Moins de six mois après son rapport alertant sur les insuffisances du pilotage de la gestion des déchets ménagers et sur les mauvaises performances du recyclage, la Cour des comptes réitère ses critiques. Dans un chapitre de son rapport annuel publié ce 10 mars, la Cour rappelle que la France ne figure pas parmi les pays européens les plus avancés pour la maîtrise du volume des déchets ménagers et assimilés (DMA), qui correspondent pour l’essentiel aux déchets municipaux produits quotidiennement par les foyers, principalement collectés en porte à porte (582 kg par habitant et par an), ni pour leur recyclage. La moitié encore non triée de ces déchets – soit 249 kilos d’ordures ménagères résiduelles (OMR) par habitant et par an –, pourrait ainsi faire l’objet d’une valorisation adaptée si les objectifs fixés par le cadre législatif et réglementaire instaurant une économie circulaire étaient respectés, soulignent les magistrats financiers.

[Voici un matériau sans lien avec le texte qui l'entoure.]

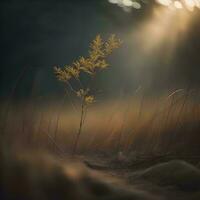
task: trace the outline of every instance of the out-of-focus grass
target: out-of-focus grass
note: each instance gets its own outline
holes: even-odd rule
[[[6,141],[17,148],[71,152],[79,117],[80,113],[67,103],[12,105],[6,119]],[[141,102],[141,98],[135,97],[92,106],[87,112],[78,153],[194,155],[200,152],[199,143],[198,100],[178,95],[144,98]]]

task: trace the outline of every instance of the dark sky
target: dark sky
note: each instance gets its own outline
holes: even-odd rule
[[[107,0],[1,1],[0,96],[8,96],[25,67],[18,84],[19,96],[29,95],[32,90],[38,95],[61,93],[52,67],[86,55],[89,42],[98,33],[104,37],[116,33],[124,44],[110,59],[113,68],[97,78],[97,87],[107,92],[119,87],[134,90],[149,83],[157,90],[188,84],[199,87],[200,11],[195,11],[195,20],[184,40],[177,44],[170,63],[163,62],[164,46],[147,59],[138,53],[140,41],[127,39],[130,31],[137,30],[150,17],[153,6],[148,4],[126,13]],[[130,59],[133,55],[135,62]],[[164,65],[171,65],[172,70],[166,70]]]

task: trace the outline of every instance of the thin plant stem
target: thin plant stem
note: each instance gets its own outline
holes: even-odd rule
[[[79,124],[78,133],[77,133],[74,145],[73,145],[73,152],[72,152],[73,156],[77,152],[78,142],[79,142],[79,138],[80,138],[80,135],[81,135],[81,132],[82,132],[82,127],[83,127],[83,124],[84,124],[84,107],[85,107],[85,102],[84,102],[84,99],[82,99],[82,103],[81,103],[81,118],[80,118],[80,124]]]

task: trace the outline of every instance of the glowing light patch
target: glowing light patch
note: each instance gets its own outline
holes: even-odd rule
[[[133,5],[133,2],[131,0],[123,0],[122,3],[124,6],[130,7]]]
[[[171,0],[157,0],[157,2],[163,6],[170,6],[172,4]]]
[[[135,9],[140,9],[142,6],[141,6],[141,4],[140,3],[138,3],[138,2],[133,2],[133,8],[135,8]]]

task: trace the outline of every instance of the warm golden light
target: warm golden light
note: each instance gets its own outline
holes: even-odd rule
[[[188,11],[200,8],[200,0],[156,0],[156,2],[169,8],[186,9]]]
[[[174,7],[177,9],[182,9],[183,5],[180,1],[174,1]]]

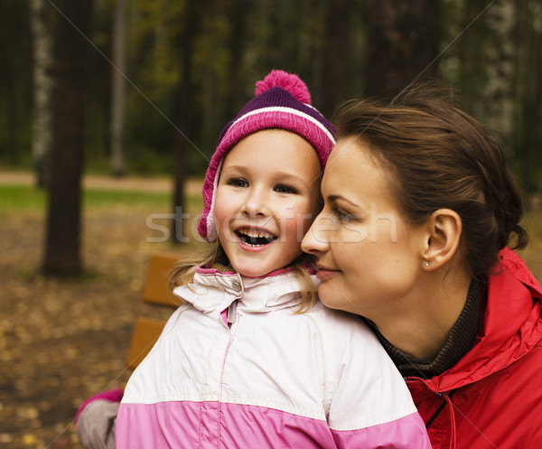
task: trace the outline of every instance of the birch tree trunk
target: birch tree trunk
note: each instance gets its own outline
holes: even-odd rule
[[[113,67],[111,72],[111,170],[125,174],[124,129],[126,98],[126,0],[117,0],[113,23]]]
[[[31,0],[30,24],[33,41],[33,117],[32,153],[36,170],[36,183],[48,185],[51,177],[51,140],[52,111],[51,96],[51,10],[45,0]]]
[[[49,186],[45,275],[76,276],[80,258],[81,174],[84,150],[85,88],[90,45],[88,36],[93,0],[57,0],[51,179]]]

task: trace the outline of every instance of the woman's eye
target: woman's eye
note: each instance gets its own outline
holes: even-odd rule
[[[243,178],[230,178],[228,180],[228,185],[231,185],[233,187],[248,187],[248,182]]]
[[[353,215],[351,213],[345,212],[340,208],[333,208],[333,215],[339,219],[340,221],[353,219]]]
[[[278,193],[297,193],[297,191],[293,187],[289,187],[287,185],[277,185],[275,188],[275,191]]]

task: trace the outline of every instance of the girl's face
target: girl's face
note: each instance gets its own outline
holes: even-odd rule
[[[303,241],[323,304],[373,321],[397,313],[420,274],[422,227],[403,220],[389,174],[363,143],[341,139],[322,182],[322,211]]]
[[[233,268],[258,276],[302,254],[321,206],[320,160],[296,134],[266,129],[226,155],[215,202],[219,240]]]

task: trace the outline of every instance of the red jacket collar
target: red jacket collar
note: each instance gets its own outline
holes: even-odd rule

"Mise en oeuvre insuffisante" de la politique de prévention et de gestion des déchets ménagers

Si la politique de prévention et de gestion des déchets ménagers repose sur "une organisation territoriale cohérente, articulant les interventions des établissements publics de coopération intercommunale (EPCI), des syndicats de traitement et, plus récemment des régions, sa mise en œuvre reste insuffisante", estiment-ils.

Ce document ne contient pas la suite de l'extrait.